La figlia del proconsole andreottiano non ha mai creduto al movente ufficiale dell'omicidio, l'impegno ad "aggiustare il maxi", che non si verificò: "Non credo alla ricostruzione giudiziaria delle ragioni dell'omicidio di mio padre - ha sempre detto - la storia dei presunti impegni non rispettati non ha né capo né coda". Susanna Lima sostiene che non vide mai preoccupato suo padre in quella primavera del '92.

"Mai. E se uno assume un impegno con i mafiosi, gente che non scherza, che spara, quando sa di non averlo mantenuto, non sta certo tranquillo ad aspettare la vendetta. Come si può credere che mio padre s'impegnasse, giocandosi la propria vita, per un fatto altrui?". Una convinzione basata sulla prudenza del padre. "Tre giorni prima dell'agguato - racconta - era a passeggiare di sera, in una stradina isolata di Mondello, con me e mia figlia di due anni: se avesse preso in giro la mafia, mi creda, non lo avrebbe fatto". E allora, perché è stato ucciso?

"Non ho mai smesso di pormi interrogativi. Mi sono formata una personale idea. Sono convinta che la mafia abbia eseguito la sentenza di morte, non credo, però, che l'abbia scritta". Che Lima fosse vicino alla mafia è scritto in una sentenza della Cassazione. "Non ci crederò mai. Quella sentenza è stata funzionale alla definitiva demolizione della cosiddetta Prima Repubblica, alla distruzione della Democrazia cristiana. La realtà è ben diversa. "Mio padre mafioso? Con lui si è compiuta la più vasta opera di disinformazione scientifica dai tempi di Stalin: Andreotti, Mannino, Mancino e altri si sono potuti difendere, e infatti sono stati assolti; lui è divenuto quasi un criminale, pur essendo morto perfettamente incensurato. Ma il tempo, mi creda, è galantuomo".

2 - MACALUSO "VENTRILOQUO DEL COLLE"...
G.L.B. e S.R per il "Fatto quotidiano"

La telefonata è del 29 gennaio 2012, alle 17.04, due generali dei carabinieri, Mario Mori e Mario Redditi, parlano al telefono della presentazione romana del libro Ad alto rischio, scritto da Mori con il giornalista Giovanni Fasanella. "Macaluso è il più grande amico del presidente Napolitano'', dice Redditi, con Mori che replica "sì lo so''. E Redditi: "...con il quale ha condiviso il suo intervento, quindi quando il personaggio dice se quelli si gonfiano perché l'ingiusto ecc. ecc. come dire è un po' il ventriloquo di altri... non so se mi sto spiegando...".
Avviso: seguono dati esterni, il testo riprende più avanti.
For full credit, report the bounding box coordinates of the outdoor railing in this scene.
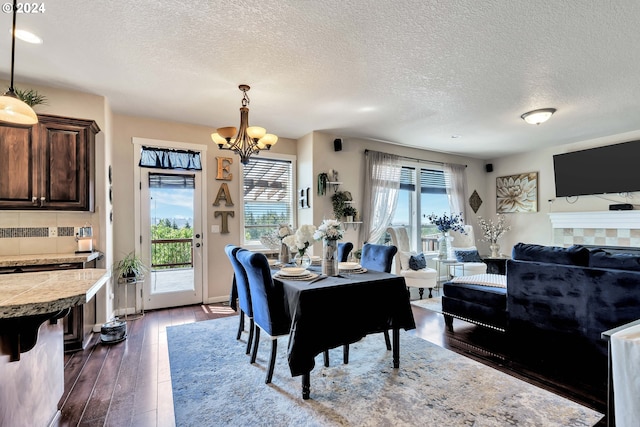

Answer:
[421,234,440,252]
[151,238,193,269]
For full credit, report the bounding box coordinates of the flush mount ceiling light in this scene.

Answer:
[521,108,556,125]
[0,0,37,126]
[14,29,43,44]
[211,84,278,165]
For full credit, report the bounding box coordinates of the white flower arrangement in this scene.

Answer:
[277,224,294,240]
[314,219,344,241]
[283,224,317,255]
[477,214,511,244]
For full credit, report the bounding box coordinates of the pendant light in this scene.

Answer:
[211,85,278,165]
[0,0,38,126]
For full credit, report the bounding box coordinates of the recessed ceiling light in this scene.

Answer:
[13,29,42,44]
[451,135,461,139]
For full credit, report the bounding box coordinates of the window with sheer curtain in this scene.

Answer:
[242,155,295,245]
[389,164,460,252]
"Si, ma questo lo avevo intuito... questa è la conferma per... l'avevo intuito, poi magari a voce parliamo...'', chiosa Mori. I due interlocutori, secondo la ricostruzione della Procura, si riferiscono alle parole dure pronunciate da Emanuele Macaluso, ex senatore del Pci, vicino a Napolitano, nei confronti della procura di Palermo durante la presentazione di quel libro. "Ho stima del generale Mori e considero il processo che c'è in atto a Palermo una cosa molto grave - ha detto Macaluso - perchè quest'accanimento? La Procura di Palermo... dentro c'è stato di tutto... (mai dire: la procura di Palermo. Quale pezzo della Procura di Palermo?) si è sempre divisa. L'accanimento perché? Credo che c'è qualcosa di più".

Ma non solo. Nel suo intervento Macaluso ricostruisce un pezzo dei rapporti mafia-politica condividendo i dubbi di Andreotti sulle responsabilità di Ciancimino: "Ritengo che la mente politica del gruppo dei corleonesi è stato sempre Ciancimino - sostiene l'ex senatore comunista - quando fu ucciso Mattarella e poi quando fu ucciso La Torre, il giudice Chinnici mi venne a interrogare. Allora ero al Senato, venne Chinnici per chiedermi cosa pensavo di questa cosa qui. E io dissi senza esitazione: il mandante è Ciancimino.

E secondo me, gli omicidi politici, da Reina, Mattarella, La Torre... sono operazioni fatte dai corleonesi, ma la mente, il suggeritore è stato Ciancimino. Era una mente diabolica, una mente contorta''. E qui parte una bacchettata a Mori, che proprio a Ciancimino si era rivolto avviando la trattativa: "L'operazione che ha fatto Mori... forse c'è stata una certa ingenuità nel pensare di ottenere delle cose da Ciancimino, e perché? Pensare di poter ottenere uno come Ciancimino non credo sia stata un'operazione".